Reuters, “Queen Tells Off Berlusconi” (2009)
That woman! Decked out in a rose gown, sitting atop the long process of civilization, the embodiment of that process, the end point of that process. How could anyone, who is not totally insane, believe herself to be a queen? And not just any ordinary queen: the Queen of England! How could this band of men, triumphant in their cynical pursuit for power and prestige, driven by great ambition and extraordinary narcissism towards a totally alienated life — how can they really believe that an extravagant old woman dressed in pink is a Queen?
How could a man (even if only as tall as a child), one of the richest men in the world, possessing any number of powers, allow himself to be scolded by an old auntie in pink? Where does this woman derive her power? Does it really exist?
“What is it? Why does he have to shout?” she says. What moves the little old auntie in pink to say these words? Why did she have to put Berlusconi in his place? Because she couldn’t let an ordinary man ridicule the grandeur of her inherited office? She is one with what she symbolizes, and so that symbol is the very source of her existence. The power of monarchy is delicate, fragile; it needs to maintain its distance to be preserved, susceptible as it is to the slightest irreverence, ready to wilt at the slightest touch.
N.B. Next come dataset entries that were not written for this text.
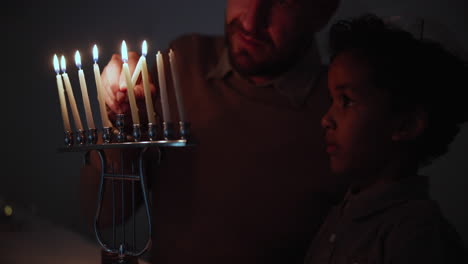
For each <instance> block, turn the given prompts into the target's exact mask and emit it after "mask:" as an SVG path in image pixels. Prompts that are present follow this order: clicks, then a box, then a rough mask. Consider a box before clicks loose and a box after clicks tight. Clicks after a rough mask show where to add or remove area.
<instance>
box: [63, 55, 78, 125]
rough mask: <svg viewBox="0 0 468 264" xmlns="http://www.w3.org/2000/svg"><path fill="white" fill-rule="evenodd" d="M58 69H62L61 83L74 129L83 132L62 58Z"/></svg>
mask: <svg viewBox="0 0 468 264" xmlns="http://www.w3.org/2000/svg"><path fill="white" fill-rule="evenodd" d="M60 67H61V68H62V77H63V81H64V82H65V89H66V90H67V96H68V101H69V102H70V108H71V110H72V114H73V119H74V121H75V127H76V129H77V130H83V125H82V124H81V118H80V114H79V113H78V107H77V106H76V101H75V96H74V95H73V90H72V87H71V83H70V79H69V78H68V74H67V64H66V61H65V57H64V56H62V58H61V62H60Z"/></svg>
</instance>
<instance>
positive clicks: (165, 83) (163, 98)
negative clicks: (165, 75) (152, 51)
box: [156, 51, 171, 123]
mask: <svg viewBox="0 0 468 264" xmlns="http://www.w3.org/2000/svg"><path fill="white" fill-rule="evenodd" d="M156 61H157V64H158V79H159V90H160V91H161V105H162V110H163V118H164V122H166V123H169V122H171V114H170V112H169V101H168V98H167V89H166V76H165V75H164V61H163V57H162V54H161V52H159V51H158V54H156Z"/></svg>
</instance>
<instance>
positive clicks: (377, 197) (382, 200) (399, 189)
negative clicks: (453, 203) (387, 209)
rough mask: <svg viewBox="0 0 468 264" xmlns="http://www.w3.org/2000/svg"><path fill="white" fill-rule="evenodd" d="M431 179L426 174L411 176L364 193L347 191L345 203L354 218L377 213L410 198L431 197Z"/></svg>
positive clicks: (391, 206)
mask: <svg viewBox="0 0 468 264" xmlns="http://www.w3.org/2000/svg"><path fill="white" fill-rule="evenodd" d="M428 193H429V181H428V179H427V177H426V176H410V177H408V178H404V179H401V180H399V181H396V182H392V183H389V184H382V185H379V186H375V187H372V188H370V189H368V190H366V191H363V192H362V193H357V194H353V193H352V192H351V191H350V190H349V191H348V192H347V193H346V195H345V199H344V204H345V206H346V208H345V209H344V210H345V211H346V212H349V214H350V215H351V217H352V219H353V220H359V219H362V218H365V217H367V216H370V215H373V214H377V213H379V212H382V211H384V210H386V209H388V208H390V207H393V206H396V205H398V204H401V203H404V202H406V201H408V200H425V199H428V198H429V194H428Z"/></svg>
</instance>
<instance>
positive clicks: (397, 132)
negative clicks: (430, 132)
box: [392, 107, 427, 141]
mask: <svg viewBox="0 0 468 264" xmlns="http://www.w3.org/2000/svg"><path fill="white" fill-rule="evenodd" d="M426 126H427V112H426V111H424V110H423V109H422V108H421V107H418V108H417V109H415V110H414V111H411V112H406V113H404V114H402V115H401V116H400V120H399V124H398V125H397V129H396V130H395V132H394V133H393V135H392V140H393V141H408V140H413V139H415V138H417V137H418V136H420V135H421V134H422V133H423V132H424V129H426Z"/></svg>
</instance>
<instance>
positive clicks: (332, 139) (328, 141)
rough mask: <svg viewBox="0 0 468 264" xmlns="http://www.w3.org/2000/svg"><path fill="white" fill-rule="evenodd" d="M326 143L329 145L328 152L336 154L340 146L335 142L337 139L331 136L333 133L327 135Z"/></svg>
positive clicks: (326, 135) (327, 148) (331, 154)
mask: <svg viewBox="0 0 468 264" xmlns="http://www.w3.org/2000/svg"><path fill="white" fill-rule="evenodd" d="M325 143H326V146H327V153H328V154H329V155H333V154H335V153H336V150H337V148H338V145H337V144H336V143H335V140H334V139H333V138H332V137H331V135H329V134H327V135H326V136H325Z"/></svg>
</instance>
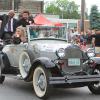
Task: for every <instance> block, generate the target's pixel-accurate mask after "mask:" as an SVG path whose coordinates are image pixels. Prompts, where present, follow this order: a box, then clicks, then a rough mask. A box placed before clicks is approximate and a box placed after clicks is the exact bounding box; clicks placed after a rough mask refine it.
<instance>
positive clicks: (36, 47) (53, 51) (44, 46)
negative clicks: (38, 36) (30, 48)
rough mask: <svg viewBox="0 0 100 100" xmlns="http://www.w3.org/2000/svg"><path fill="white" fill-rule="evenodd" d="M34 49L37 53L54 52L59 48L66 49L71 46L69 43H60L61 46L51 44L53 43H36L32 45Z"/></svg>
mask: <svg viewBox="0 0 100 100" xmlns="http://www.w3.org/2000/svg"><path fill="white" fill-rule="evenodd" d="M33 46H34V48H35V49H38V50H39V51H46V52H56V51H57V50H59V49H60V48H64V49H65V48H67V47H70V46H72V44H69V43H62V44H60V43H59V44H53V43H50V44H48V43H44V44H42V43H36V44H34V45H33Z"/></svg>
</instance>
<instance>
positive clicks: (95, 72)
mask: <svg viewBox="0 0 100 100" xmlns="http://www.w3.org/2000/svg"><path fill="white" fill-rule="evenodd" d="M93 73H94V74H97V75H99V76H100V69H95V70H94V72H93ZM88 88H89V90H90V91H91V92H92V93H93V94H100V81H98V82H95V83H93V84H90V85H89V86H88Z"/></svg>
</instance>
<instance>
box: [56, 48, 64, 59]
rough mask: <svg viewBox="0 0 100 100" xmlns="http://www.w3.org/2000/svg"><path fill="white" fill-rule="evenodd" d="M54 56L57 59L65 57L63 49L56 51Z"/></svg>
mask: <svg viewBox="0 0 100 100" xmlns="http://www.w3.org/2000/svg"><path fill="white" fill-rule="evenodd" d="M56 54H57V56H58V57H59V58H63V57H64V56H65V49H64V48H60V49H59V50H57V52H56Z"/></svg>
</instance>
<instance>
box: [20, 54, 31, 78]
mask: <svg viewBox="0 0 100 100" xmlns="http://www.w3.org/2000/svg"><path fill="white" fill-rule="evenodd" d="M30 67H31V61H30V57H29V55H28V53H27V52H22V54H21V55H20V59H19V69H20V73H21V76H22V77H23V78H26V77H27V75H28V72H29V69H30Z"/></svg>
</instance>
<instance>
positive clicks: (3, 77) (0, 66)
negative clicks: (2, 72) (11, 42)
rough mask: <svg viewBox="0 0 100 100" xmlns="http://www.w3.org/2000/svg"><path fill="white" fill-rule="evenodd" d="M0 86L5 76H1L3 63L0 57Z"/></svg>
mask: <svg viewBox="0 0 100 100" xmlns="http://www.w3.org/2000/svg"><path fill="white" fill-rule="evenodd" d="M0 60H1V61H0V84H2V83H3V82H4V80H5V76H3V75H2V67H4V64H3V61H2V58H1V56H0Z"/></svg>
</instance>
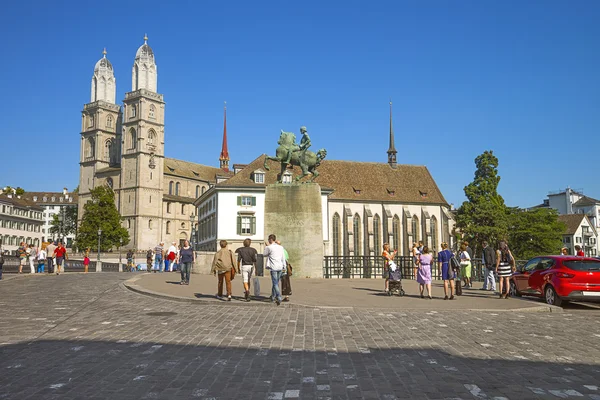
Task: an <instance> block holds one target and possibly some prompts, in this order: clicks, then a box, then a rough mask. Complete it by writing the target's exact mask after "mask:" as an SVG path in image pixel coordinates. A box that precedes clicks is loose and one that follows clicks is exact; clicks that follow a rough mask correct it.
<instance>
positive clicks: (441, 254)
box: [438, 242, 454, 300]
mask: <svg viewBox="0 0 600 400" xmlns="http://www.w3.org/2000/svg"><path fill="white" fill-rule="evenodd" d="M452 257H454V255H453V254H452V252H451V251H450V250H448V243H446V242H444V243H442V251H440V252H439V253H438V268H439V272H440V274H441V276H442V280H443V281H444V300H454V271H453V270H452V268H451V266H450V259H451V258H452ZM448 294H450V296H448Z"/></svg>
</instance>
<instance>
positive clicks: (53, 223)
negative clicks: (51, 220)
mask: <svg viewBox="0 0 600 400" xmlns="http://www.w3.org/2000/svg"><path fill="white" fill-rule="evenodd" d="M63 209H64V213H63V218H64V219H63V224H62V234H63V235H64V236H66V235H70V234H73V233H77V206H64V208H63ZM50 233H61V223H60V221H59V217H58V214H54V216H53V217H52V222H51V226H50Z"/></svg>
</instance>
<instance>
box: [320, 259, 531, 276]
mask: <svg viewBox="0 0 600 400" xmlns="http://www.w3.org/2000/svg"><path fill="white" fill-rule="evenodd" d="M436 258H437V257H436V256H434V260H435V259H436ZM394 261H395V262H396V264H397V265H398V266H399V267H400V272H401V273H402V279H416V276H415V271H416V268H415V264H414V262H413V258H412V257H410V256H396V258H395V259H394ZM526 262H527V261H526V260H517V266H519V265H523V264H525V263H526ZM384 264H385V260H384V258H383V257H381V256H325V257H324V259H323V277H324V278H329V279H331V278H333V279H340V278H342V279H343V278H365V279H376V278H379V279H381V278H383V267H384ZM431 277H432V278H433V279H434V280H440V279H442V277H441V271H440V268H439V266H438V263H437V261H435V262H433V265H432V266H431ZM471 280H472V281H473V282H483V281H484V280H485V266H483V265H482V263H481V260H473V261H472V262H471Z"/></svg>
This is the function of etiquette—the apparatus that so governs the life of the epical English. Distance is in itself their difference. Merely achieving the appearance of difference, an inherited privilege may became an ontological status. The pink lady — in appearance sane — really believes herself to be a queen, and her reaction is no less ridiculous than the petit bourgeois excitedly calling out Mister Obaaaaaaaaaaaaa-maaaaaaaaa. That little man is as ordinary as I am. Why shouldn’t he shout?